Cheltenham Civic Society (CCS) is highly critical of the consultation by Gloucestershire County Council (GCC) being undertaken on its proposal to cover much of Cheltenham with a blanket 20mph speed limit zone.
In its full response submitted to GCC, the Society describes the consultation as a “disappointing and weakly-evidenced exercise”, which risks repeating the mistakes GCC made during the controversial Boots’ Corner closure proposals a few years ago.
While supporting the objective of improving road safety and reducing casualties, the Society says the consultation fails to demonstrate why many collisions occurred, whether speed was a significant factor and why imposing a town-wide 20mph speed limit represents the most effective solution.
CCS Chair, Andrew Booton, said: “Once again GCC appears to have confused correlation with causation.
“The consultation shows where collisions happened but provides remarkably little evidence explaining why they happened.
“The majority of incidents identified appear to have occurred at junctions, crossing points and locations where different road users interact. Yet the Council has not demonstrated that excessive speed was the primary cause of those incidents or that a blanket 20mph limit is the most effective response.
“Good transport policy should be built on evidence, analysis and targeted interventions. Instead, residents are being asked to support sweeping restrictions across large parts of the town without being given the information necessary to understand whether those restrictions will actually address the problems identified.”
The Society believes resources would be better directed towards targeted engineering improvements, better pedestrian crossings, junction redesign, road maintenance, enforcement and education measures that address proven causes of risk.
Mr Booton added: “What is most disappointing is that GCC appears not to have learned the lessons of the Boots’ Corner consultation.

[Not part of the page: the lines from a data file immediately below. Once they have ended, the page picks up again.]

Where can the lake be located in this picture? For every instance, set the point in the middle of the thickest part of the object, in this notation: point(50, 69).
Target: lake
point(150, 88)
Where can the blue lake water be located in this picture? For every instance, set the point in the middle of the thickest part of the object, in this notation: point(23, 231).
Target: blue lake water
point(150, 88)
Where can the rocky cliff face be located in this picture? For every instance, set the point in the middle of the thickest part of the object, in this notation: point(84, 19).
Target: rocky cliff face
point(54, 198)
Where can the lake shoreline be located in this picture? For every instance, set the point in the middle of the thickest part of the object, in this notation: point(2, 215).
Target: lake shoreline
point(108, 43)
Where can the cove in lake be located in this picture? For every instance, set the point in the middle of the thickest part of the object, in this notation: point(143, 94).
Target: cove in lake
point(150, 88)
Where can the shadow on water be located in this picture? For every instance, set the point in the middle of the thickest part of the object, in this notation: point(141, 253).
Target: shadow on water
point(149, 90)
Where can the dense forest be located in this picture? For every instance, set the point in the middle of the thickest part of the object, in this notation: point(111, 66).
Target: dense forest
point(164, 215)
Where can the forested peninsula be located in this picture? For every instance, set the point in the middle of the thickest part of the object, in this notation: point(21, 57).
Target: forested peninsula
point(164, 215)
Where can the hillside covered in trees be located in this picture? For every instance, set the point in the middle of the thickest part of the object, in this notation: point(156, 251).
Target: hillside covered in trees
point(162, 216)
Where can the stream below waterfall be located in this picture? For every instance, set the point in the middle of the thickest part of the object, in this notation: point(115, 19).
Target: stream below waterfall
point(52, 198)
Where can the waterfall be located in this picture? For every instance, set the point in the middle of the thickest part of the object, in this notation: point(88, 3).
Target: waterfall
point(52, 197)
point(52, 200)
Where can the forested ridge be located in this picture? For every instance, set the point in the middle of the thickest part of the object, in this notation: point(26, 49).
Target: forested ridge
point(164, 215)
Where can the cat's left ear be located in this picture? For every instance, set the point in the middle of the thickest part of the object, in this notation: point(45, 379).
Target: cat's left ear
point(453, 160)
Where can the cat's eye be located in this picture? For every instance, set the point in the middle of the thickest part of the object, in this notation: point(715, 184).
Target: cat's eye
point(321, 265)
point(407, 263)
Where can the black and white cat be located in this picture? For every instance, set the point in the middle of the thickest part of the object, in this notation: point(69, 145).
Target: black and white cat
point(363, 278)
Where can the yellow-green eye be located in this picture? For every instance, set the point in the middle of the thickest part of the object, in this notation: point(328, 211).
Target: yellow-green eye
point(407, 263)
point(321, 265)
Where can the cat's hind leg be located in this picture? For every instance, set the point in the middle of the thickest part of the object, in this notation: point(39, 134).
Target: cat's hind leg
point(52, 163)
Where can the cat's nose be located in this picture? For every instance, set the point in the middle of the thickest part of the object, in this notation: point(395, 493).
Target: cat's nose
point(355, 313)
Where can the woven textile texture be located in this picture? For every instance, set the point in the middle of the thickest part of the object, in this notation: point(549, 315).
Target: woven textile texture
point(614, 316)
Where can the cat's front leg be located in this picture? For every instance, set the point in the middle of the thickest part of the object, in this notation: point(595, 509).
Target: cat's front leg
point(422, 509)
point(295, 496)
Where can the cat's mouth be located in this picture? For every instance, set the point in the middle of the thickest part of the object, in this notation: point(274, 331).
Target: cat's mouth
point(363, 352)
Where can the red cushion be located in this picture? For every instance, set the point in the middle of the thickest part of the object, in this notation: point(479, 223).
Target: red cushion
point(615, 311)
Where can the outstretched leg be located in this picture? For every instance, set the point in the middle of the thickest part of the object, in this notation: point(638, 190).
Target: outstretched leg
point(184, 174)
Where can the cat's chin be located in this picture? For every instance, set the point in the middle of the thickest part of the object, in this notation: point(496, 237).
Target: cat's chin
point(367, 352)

“That scheme became deeply controversial because the evidence base, assumptions, objectives and claimed benefits did not stand up to proper scrutiny. Public confidence was damaged because data was presented selectively and without sufficient transparency or context.
“For a Highway Authority with statutory responsibilities and a legal duty to secure best value for taxpayers, producing a consultation of this quality is simply not good enough.”
While supportive of lower speeds in spaces shared by people and vehicles, such as parts of the High Street and around schools, CCS says any measures must be evidence-led, proportionate and tailored to local circumstances rather than imposed as blanket policies.
In its formal consultation response, the Society has also called on GCC to strengthen the evidence base, publish fuller supporting data and demonstrate a clear causal link between identified problems and proposed interventions before proceeding further.